I'm working on a somewhat unusual application where 10k clients are precisely timed to all try to submit data at once, every 3 mins or so. This 'ab' command fairly accurately simulates one barrage in the real world:
ab -c 10000 -n 10000 -r "http://example.com/submit?data=foo"
I'm using Node.js on Ubuntu 12.4 on a rackspacecloud VPS instance to collect these submissions, however, I'm seeing some very odd behavior from Node, even when I remove all my business logic and turn the http request into a no-op.
When the test gets about 90% done, it hangs for a long period of time. Strangely, this happens consistently at 90% - for c=n=10k, at 9000; for c=n=5k, at 4500; for c=n=2k, at 1800. The test actually completes eventually, often with no errors. But both ab and node logs show continuous processing up till around 80-90% of the test run, then a long pause before completing.
When node is processing requests normally, CPU usage is typically around 50-70%. During the hang period, CPU goes up to 100%. Sometimes it stays near 0. Between the erratic CPU response and the fact that it seems unrelated to the actual number of connections (only the % complete), I do not suspect the garbage collector.
I've tried this running 'ab' on localhost and on a remote server - same effect.
I suspect something related to the TCP stack, possibly involving closing connections, but none of my configuration changes have helped.
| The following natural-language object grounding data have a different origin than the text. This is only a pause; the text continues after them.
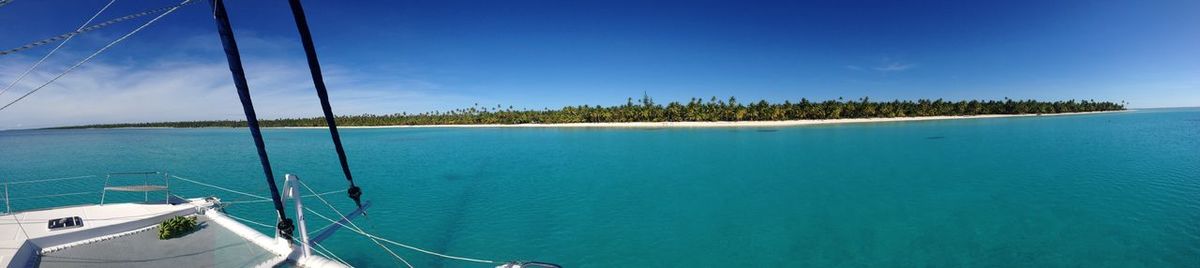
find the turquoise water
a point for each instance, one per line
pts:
(1103, 190)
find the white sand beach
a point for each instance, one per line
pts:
(724, 124)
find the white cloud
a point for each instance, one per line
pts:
(181, 88)
(894, 66)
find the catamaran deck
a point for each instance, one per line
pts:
(210, 245)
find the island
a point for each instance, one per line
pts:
(696, 112)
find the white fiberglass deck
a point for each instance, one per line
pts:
(210, 245)
(124, 234)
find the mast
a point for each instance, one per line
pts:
(239, 79)
(319, 83)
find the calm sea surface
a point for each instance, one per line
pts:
(1103, 190)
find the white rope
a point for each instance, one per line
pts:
(53, 51)
(93, 55)
(330, 254)
(352, 222)
(403, 245)
(220, 188)
(384, 239)
(255, 222)
(264, 201)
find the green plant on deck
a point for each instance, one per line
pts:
(177, 226)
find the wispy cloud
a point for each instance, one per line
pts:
(886, 65)
(184, 88)
(894, 67)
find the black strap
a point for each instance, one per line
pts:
(319, 83)
(239, 79)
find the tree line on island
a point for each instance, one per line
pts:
(696, 109)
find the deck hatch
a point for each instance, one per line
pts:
(65, 222)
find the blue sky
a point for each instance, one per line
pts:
(390, 57)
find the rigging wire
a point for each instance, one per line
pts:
(94, 54)
(55, 48)
(352, 224)
(221, 17)
(94, 27)
(318, 82)
(330, 252)
(220, 188)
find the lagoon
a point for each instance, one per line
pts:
(1109, 190)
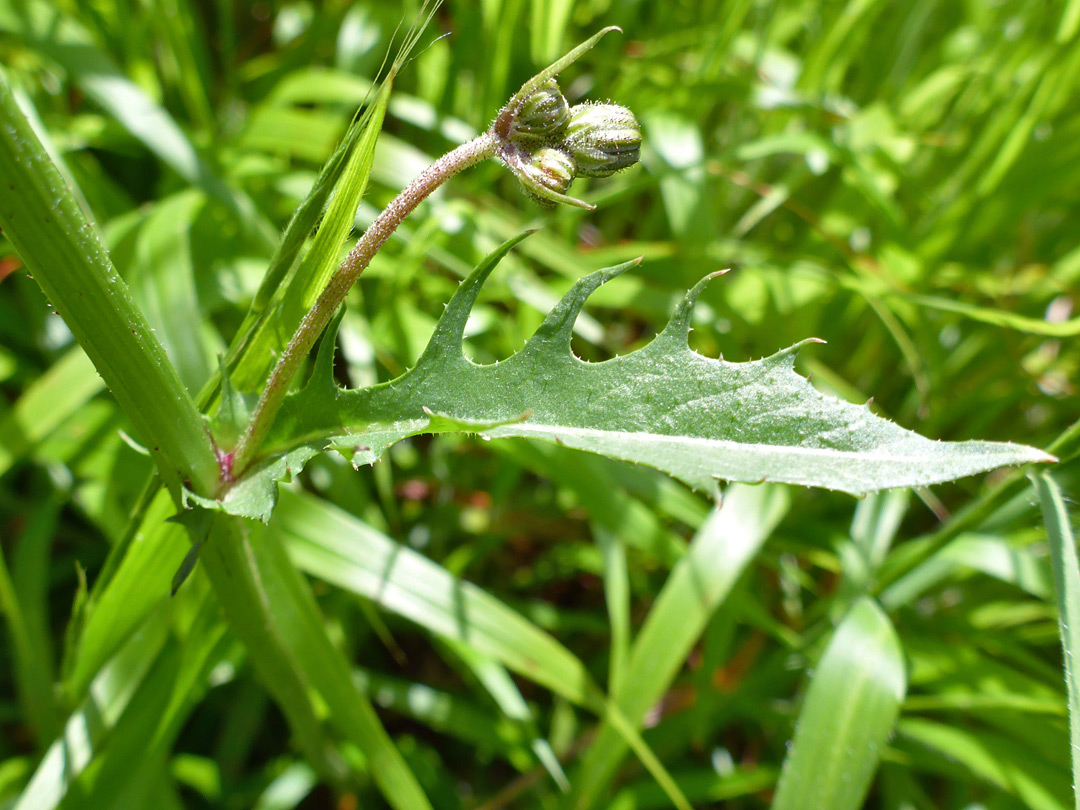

My changes:
- ulimit -n 999999
- When I listen(), I set the backlog to 10000
Sysctl changes are:
net.core.rmem_max = 16777216
net.core.wmem_max = 16777216
net.ipv4.tcp_rmem = 4096 87380 16777216
net.ipv4.tcp_wmem = 4096 65536 16777216
net.ipv4.tcp_max_orphans = 20000
net.ipv4.tcp_max_syn_backlog = 10000
net.core.somaxconn = 10000
net.core.netdev_max_backlog = 10000
I have also noticed that I tend to get this msg in the kernel logs:
TCP: Possible SYN flooding on port 80. Sending cookies. Check SNMP counters.
I'm puzzled by this msg since the TCP backlog queue should be deep enough to never overflow. If I disable syn cookies the "Sending cookies" goes to "Dropping connections".
I speculate that this is some sort of linux TCP stack tuning problem and I've read just about everything I could find on the net. Nothing I have tried seems to matter. Any advice?
Update: Tried with tcp_max_syn_backlog, somaxconn, netdev_max_backlog, and the listen() backlog param set to 50k with no change in behavior. Still produces the SYN flood warning, too.